For the most part, classes aren’t much better. The relativism that’s fashionable in high schools is rarely, if ever, seriously challenged in the classroom, either because no one (not even the professors) wants to give offense or because we don’t recognize that our play in ideas might eventually have consequences. It’s fun to challenge convention and scandalize the bourgeois, to play devil’s advocate (so to speak), and we can’t imagine that our students would ever really take us seriously.

This isn’t the way it was meant to be. Once upon a time, liberal arts colleges acted in loco parentis, actually caring for and about their students in ways of which their parents could approve. What’s more, the whole notion of liberal education supported that undertaking, for it was understood to prepare students for a life befitting a free human being, a life of responsible self-government, which, it went without saying, was a life of virtuous self-restraint. Moral philosophy wasn’t just an elective, but rather a requirement whose spirit pervaded the entire institution. Education was, for the most part, meant also to be edifying.

I certainly don’t mean to lay all—or even much—of the blame for the church fires at the feet of my colleagues at Birmingham-Southern or at any other liberal arts college. There’s the family (functional or dysfunctional), there’s the culture, and, of course, there’s free will.
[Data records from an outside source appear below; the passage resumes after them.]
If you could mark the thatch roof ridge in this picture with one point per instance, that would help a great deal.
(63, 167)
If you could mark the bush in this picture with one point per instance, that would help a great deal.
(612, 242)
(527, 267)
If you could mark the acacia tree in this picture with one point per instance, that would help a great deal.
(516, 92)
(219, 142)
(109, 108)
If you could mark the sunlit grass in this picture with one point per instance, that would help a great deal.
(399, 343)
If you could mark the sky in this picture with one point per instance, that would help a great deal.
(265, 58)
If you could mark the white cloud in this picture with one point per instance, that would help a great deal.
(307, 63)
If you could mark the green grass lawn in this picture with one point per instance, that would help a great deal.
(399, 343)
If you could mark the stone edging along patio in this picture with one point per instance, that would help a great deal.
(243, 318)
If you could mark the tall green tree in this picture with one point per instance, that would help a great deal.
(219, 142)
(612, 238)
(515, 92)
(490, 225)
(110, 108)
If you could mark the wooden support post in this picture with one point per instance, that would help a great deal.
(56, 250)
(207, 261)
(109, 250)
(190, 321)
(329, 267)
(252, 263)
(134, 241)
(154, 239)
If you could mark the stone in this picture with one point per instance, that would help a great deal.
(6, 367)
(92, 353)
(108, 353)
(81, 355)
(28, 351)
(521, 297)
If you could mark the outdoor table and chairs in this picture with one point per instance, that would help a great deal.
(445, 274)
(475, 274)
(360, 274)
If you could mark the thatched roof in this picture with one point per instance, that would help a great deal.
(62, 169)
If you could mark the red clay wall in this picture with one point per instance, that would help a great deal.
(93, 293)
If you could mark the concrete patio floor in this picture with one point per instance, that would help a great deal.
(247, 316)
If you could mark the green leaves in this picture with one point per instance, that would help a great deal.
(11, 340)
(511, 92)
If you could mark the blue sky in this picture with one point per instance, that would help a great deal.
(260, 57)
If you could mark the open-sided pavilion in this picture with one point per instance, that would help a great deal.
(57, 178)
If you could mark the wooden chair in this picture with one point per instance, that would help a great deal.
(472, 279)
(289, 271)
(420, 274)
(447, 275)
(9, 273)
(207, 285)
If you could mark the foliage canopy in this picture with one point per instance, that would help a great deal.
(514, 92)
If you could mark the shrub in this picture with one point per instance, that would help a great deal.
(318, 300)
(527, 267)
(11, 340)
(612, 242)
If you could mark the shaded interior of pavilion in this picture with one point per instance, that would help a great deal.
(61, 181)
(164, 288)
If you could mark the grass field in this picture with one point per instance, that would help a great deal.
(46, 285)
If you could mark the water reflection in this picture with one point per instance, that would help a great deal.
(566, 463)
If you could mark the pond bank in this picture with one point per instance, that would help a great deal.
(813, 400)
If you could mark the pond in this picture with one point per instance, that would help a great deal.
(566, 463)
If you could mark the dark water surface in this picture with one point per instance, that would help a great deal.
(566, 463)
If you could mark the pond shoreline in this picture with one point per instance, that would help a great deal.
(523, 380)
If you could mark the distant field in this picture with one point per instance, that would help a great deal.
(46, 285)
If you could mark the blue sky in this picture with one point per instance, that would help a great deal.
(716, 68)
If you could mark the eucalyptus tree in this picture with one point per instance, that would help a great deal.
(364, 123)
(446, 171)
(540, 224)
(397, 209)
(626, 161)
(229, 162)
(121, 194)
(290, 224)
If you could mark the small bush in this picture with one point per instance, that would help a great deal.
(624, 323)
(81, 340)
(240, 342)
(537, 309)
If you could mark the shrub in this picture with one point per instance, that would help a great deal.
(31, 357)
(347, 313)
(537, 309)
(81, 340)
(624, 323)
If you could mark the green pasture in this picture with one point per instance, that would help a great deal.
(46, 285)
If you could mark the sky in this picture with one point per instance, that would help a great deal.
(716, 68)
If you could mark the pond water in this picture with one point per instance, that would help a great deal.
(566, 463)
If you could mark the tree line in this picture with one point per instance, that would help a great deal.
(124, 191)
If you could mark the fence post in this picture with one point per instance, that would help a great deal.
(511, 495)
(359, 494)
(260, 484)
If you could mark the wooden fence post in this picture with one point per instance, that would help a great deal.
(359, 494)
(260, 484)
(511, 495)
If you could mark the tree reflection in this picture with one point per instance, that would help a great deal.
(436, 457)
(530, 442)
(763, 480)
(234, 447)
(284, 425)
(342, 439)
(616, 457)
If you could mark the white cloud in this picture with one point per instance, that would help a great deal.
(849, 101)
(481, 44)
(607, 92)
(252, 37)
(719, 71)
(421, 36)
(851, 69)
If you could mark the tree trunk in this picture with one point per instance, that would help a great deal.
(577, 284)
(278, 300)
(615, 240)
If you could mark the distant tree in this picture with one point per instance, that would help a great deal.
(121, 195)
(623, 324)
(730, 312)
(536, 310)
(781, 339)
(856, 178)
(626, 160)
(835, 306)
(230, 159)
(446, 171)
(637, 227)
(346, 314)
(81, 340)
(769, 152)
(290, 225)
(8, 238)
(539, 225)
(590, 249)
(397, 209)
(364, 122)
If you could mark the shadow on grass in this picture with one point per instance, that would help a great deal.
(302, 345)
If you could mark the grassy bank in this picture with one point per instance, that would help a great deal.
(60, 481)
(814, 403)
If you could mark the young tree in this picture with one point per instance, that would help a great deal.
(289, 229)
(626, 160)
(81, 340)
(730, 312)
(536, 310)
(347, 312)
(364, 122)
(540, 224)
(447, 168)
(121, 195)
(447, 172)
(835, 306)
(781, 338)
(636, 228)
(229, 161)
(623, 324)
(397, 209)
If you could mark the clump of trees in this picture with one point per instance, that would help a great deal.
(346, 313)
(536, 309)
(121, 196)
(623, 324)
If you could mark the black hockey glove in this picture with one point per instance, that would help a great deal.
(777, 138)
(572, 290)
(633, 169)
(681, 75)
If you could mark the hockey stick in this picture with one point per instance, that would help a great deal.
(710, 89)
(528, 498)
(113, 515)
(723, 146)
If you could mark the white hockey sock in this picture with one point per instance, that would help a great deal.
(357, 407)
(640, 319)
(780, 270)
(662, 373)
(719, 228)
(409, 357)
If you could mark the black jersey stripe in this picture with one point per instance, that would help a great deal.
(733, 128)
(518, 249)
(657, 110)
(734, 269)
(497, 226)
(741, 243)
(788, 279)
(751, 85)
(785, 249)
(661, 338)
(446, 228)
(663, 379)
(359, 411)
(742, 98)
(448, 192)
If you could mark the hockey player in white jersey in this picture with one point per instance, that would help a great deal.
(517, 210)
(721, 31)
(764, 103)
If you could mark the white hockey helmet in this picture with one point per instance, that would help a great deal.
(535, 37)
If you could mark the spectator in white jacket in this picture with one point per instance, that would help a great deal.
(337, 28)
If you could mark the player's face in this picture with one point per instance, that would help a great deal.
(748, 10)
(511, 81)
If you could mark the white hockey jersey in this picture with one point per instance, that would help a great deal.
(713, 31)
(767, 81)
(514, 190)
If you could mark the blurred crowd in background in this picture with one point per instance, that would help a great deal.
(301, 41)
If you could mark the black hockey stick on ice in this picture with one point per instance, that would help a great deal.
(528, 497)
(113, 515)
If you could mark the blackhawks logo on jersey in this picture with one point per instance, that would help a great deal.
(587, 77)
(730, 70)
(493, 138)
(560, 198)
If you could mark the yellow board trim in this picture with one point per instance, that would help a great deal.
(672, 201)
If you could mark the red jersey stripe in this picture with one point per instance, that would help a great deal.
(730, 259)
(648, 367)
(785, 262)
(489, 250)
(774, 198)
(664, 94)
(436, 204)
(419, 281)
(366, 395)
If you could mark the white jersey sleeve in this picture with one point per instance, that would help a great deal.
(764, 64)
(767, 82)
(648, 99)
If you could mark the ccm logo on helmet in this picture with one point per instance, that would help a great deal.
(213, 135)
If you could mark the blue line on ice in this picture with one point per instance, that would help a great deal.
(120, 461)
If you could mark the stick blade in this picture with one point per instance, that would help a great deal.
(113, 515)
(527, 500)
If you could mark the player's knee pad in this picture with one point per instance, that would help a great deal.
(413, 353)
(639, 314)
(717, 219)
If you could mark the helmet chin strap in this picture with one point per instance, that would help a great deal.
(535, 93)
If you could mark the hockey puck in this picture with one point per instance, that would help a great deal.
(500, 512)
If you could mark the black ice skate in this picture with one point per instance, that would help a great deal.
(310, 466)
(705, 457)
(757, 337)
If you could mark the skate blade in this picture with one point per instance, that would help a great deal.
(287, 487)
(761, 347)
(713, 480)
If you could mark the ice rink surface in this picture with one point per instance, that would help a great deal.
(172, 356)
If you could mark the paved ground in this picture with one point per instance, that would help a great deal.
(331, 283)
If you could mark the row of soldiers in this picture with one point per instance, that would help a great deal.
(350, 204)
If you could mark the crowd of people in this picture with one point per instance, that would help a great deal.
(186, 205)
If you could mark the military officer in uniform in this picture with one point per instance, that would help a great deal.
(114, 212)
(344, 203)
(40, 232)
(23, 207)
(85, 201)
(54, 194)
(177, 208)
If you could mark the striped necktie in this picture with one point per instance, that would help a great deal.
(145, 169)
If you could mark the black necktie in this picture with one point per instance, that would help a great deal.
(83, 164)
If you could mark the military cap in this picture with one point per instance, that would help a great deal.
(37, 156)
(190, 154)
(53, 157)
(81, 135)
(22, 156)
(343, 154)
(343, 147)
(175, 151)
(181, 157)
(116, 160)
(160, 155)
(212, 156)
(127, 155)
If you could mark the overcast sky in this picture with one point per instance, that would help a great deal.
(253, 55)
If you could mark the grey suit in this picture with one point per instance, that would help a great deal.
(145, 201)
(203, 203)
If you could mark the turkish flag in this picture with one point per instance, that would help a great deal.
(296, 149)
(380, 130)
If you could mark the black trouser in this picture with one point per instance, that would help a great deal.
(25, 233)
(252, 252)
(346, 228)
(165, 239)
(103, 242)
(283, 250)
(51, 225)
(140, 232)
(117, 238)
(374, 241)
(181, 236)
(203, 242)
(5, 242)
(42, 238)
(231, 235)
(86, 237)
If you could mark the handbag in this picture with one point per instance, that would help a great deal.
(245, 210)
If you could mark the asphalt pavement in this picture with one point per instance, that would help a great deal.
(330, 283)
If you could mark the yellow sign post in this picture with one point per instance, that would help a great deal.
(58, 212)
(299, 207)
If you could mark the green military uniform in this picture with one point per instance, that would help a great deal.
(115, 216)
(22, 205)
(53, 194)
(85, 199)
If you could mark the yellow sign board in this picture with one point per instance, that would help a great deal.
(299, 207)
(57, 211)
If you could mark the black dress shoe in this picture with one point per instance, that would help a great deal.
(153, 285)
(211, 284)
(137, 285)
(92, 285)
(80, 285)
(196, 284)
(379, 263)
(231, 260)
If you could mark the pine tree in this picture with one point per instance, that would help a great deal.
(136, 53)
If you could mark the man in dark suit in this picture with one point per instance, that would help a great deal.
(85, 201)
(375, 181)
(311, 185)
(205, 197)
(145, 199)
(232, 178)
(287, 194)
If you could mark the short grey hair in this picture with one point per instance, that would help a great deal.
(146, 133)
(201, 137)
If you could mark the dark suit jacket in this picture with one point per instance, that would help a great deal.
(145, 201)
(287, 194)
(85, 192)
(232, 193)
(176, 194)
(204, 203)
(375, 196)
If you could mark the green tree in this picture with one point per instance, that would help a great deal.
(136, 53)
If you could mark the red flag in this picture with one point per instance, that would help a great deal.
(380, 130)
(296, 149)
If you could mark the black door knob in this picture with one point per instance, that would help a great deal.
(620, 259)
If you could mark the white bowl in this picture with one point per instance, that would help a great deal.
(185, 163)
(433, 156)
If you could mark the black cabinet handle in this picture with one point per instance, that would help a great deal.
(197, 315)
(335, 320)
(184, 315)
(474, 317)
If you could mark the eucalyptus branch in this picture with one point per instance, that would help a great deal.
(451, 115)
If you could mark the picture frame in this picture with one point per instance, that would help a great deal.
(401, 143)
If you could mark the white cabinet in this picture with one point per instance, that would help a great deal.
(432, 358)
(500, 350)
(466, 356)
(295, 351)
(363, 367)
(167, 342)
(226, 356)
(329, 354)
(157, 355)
But our laissez faire attitude toward students certainly does little or nothing to counteract these other influences or to help form that part of the character that can still be formed.

We charge a lot of money. We make big promises. Implicit in much of our marketing literature is the claim that we care. I worry that, sooner rather than later, those to whom that matters will no longer believe us. I worry even more that at some point no one will care whether we care.

Our situation is, I think, still redeemable. But without some serious self-reflection, elite liberal arts colleges will begin to lose the trust of those parents whose children are our—and the nation’s—future. We’ll be perceived as irrelevant or merely subversive, and hence—rightly, I think—unworthy of public confidence and support.

Joseph M. Knippenberg is an adjunct fellow of the Ashbrook Center. He is Professor of Politics and Associate Provost for Student Achievement at Oglethorpe University.